Les deux jeunes filles, habillées de la même façon, avec des roses dans leurs cheveux noirs, firent ensemble la même révérence, mais le regard de la maîtresse de la maison s’arrêta involontairement sur la taille déliée de Natacha, et elle lui adressa un sourire tout spécial, différent du sourire stéréotypé et obligatoire avec lequel elle accueillait le reste de ses invités. Peut-être le lointain souvenir de son temps de jeune fille, de son premier bal, lui revint-il tout à coup à la mémoire, et, suivant des yeux Natacha, elle demanda au vieux comte laquelle des deux était sa fille. – «Charmante!» ajouta-t-elle, en baisant le bout de ses doigts.

On se pressait autour de la porte du salon, car on attendait l’Empereur, et la comtesse Rostow s’arrêta au milieu d’un des groupes le plus en vue. Natacha sentait et entendait qu’elle excitait la curiosité; elle devina qu’elle avait plu tout d’abord à ceux qui s’inquiétaient de savoir qui elle était, et sa première émotion en fut un peu calmée. «Il y en a qui nous ressemblent, il y en a qui sont moins bien,» pensa-t-elle.

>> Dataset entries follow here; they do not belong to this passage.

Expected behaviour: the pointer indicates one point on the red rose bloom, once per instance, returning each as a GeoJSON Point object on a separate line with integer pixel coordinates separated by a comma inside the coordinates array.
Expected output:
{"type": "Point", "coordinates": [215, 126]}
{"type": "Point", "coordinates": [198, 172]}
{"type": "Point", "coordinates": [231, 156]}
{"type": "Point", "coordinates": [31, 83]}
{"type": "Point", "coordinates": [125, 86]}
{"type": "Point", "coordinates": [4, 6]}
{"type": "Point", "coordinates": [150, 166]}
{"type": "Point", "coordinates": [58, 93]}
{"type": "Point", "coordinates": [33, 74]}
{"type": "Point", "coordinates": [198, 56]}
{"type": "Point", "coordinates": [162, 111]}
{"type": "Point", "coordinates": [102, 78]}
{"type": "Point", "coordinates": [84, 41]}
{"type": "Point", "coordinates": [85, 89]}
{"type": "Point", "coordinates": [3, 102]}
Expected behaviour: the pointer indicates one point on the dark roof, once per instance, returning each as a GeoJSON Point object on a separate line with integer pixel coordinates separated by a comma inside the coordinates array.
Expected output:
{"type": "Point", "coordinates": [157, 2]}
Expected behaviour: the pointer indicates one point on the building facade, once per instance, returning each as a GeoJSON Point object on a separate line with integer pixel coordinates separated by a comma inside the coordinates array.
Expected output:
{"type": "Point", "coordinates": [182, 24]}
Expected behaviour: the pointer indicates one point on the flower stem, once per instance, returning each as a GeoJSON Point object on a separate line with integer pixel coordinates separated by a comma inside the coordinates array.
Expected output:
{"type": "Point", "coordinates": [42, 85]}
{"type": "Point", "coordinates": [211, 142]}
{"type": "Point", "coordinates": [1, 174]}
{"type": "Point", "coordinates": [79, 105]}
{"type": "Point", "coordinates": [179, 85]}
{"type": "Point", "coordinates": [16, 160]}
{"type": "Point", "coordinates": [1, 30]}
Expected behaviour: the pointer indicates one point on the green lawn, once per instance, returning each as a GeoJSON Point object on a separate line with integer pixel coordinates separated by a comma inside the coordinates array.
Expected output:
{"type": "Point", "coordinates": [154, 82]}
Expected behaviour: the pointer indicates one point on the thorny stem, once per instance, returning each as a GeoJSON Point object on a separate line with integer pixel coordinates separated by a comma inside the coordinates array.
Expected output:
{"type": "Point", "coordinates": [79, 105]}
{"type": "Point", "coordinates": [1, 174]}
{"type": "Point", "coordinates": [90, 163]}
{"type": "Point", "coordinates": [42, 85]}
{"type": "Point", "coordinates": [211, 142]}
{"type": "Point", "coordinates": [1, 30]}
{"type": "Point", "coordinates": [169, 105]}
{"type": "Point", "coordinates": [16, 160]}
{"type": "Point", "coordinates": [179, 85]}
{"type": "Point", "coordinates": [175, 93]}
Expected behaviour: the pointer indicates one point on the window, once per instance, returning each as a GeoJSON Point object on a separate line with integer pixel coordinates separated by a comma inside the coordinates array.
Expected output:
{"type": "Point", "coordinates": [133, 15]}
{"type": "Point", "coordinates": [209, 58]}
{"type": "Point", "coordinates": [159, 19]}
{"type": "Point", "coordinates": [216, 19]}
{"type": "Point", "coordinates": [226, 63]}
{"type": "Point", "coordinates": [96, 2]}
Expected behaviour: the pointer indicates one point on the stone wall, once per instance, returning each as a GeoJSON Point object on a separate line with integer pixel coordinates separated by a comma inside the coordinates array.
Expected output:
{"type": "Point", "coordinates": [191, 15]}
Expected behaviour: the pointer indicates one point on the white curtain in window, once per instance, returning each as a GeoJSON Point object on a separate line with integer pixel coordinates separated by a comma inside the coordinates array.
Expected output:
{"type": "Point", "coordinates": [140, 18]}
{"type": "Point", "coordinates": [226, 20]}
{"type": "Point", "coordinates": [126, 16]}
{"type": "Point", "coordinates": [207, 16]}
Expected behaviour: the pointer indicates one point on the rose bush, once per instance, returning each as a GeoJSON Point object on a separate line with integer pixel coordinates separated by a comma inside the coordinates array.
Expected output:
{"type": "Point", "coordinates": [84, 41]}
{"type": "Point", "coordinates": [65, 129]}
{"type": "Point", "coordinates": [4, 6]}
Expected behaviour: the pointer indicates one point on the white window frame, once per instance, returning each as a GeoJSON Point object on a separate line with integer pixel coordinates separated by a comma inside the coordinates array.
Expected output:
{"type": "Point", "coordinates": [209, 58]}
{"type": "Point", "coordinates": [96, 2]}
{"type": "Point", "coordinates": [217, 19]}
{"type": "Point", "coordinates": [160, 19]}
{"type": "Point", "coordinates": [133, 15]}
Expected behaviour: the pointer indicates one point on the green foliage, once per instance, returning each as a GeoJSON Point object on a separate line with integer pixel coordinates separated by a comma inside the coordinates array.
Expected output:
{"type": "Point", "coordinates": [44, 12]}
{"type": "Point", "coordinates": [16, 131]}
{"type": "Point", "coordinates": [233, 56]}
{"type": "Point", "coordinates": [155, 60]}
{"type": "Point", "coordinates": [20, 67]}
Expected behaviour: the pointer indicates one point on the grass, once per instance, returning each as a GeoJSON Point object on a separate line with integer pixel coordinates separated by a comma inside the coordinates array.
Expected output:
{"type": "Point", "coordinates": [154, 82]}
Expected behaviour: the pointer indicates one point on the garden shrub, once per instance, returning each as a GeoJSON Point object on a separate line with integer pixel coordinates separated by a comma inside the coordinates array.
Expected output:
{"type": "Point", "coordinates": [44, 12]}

La vieille Péronnsky leur nomma les personnes les plus marquantes.

«Voyez-vous là-bas cette tête grise avec des cheveux bouclés? C’est le ministre de Hollande,» dit-elle en indiquant un homme âgé et entouré de dames, qu’il faisait pouffer de rire.

«Ah! Voilà la reine de Pétersbourg, la comtesse Besoukhow, ajouta-t-elle en désignant Hélène, qui faisait son entrée. Comme elle est belle! Elle ne le cède en rien à Marie Antonovna! Regardez comme jeunes et vieux s’empressent à lui faire leur cour… Elle est belle et intelligente! On dit que le prince en est amoureux fou… et celles-là, voyez, elles sont laides, mais encore plus recherchées, si c’est possible, que la belle Hélène; ce sont la femme et la fille d’un archimillionnaire! – Là-bas plus loin, c’est Anatole Kouraguine,» continua-t-elle, en leur désignant un grand chevalier-garde, très beau garçon, portant haut la tête, qui venait de passer à côté d’elles sans les voir. «Comme il est beau, n’est-ce pas? On le marie avec l’héritière aux millions. Votre cousin Droubetzkoï la courtise aussi… – Mais certainement, c’est l’ambassadeur de France en personne, c’est Caulaincourt, répondit-elle à une question de la comtesse. Ne dirait-on pas un roi? Ils sont du reste fort agréables tous ces Français; personne n’est plus charmant qu’eux dans le monde… Ah! La voilà enfin, la belle des belles, notre délicieuse Marie Antonovna; quelle simplicité dans sa toilette!… ravissante!… – Et ce gros en lunettes, ce franc-maçon universel, Besoukhow, quel pantin à côté de sa femme!»

Pierre se frayait un passage dans la foule en balançant son gros corps, en saluant de la tête, de droite et de gauche, avec sa bonhomie familière, et aussi à son aise que s’il traversait un marché; il semblait chercher quelqu’un.

Natacha aperçut avec joie cette figure connue, «ce pantin,» comme disait MllePéronnsky, qui lui avait promis de venir à ce bal et de lui amener des danseurs.

Il était déjà tout près d’elle, lorsqu’il s’arrêta pour causer avec un militaire en uniforme blanc, de taille moyenne et d’une figure agréable, qui s’entretenait avec un homme de haute taille, chamarré de décorations: c’était Bolkonsky, que Natacha reconnut aussitôt. Elle le trouva plus animé, rajeuni, embelli:

«Maman, encore une connaissance! Dit-elle; il a passé la nuit chez nous à Otradnoë; le vois-tu?

— Comment, vous le connaissez? Demanda la vieille Péronnsky, je ne puis le souffrir! Il fait à présent la pluie et le beau temps; c’est un orgueilleux, comme son père. Il s’est lié avec Spéransky et compose toutes sortes de projets de loi. Regardez un peu sa manière d’être avec les dames; en voici une qui lui parle, et il se détourne! Je lui aurais nettement dit ma façon de penser, s’il m’avait traitée ainsi!»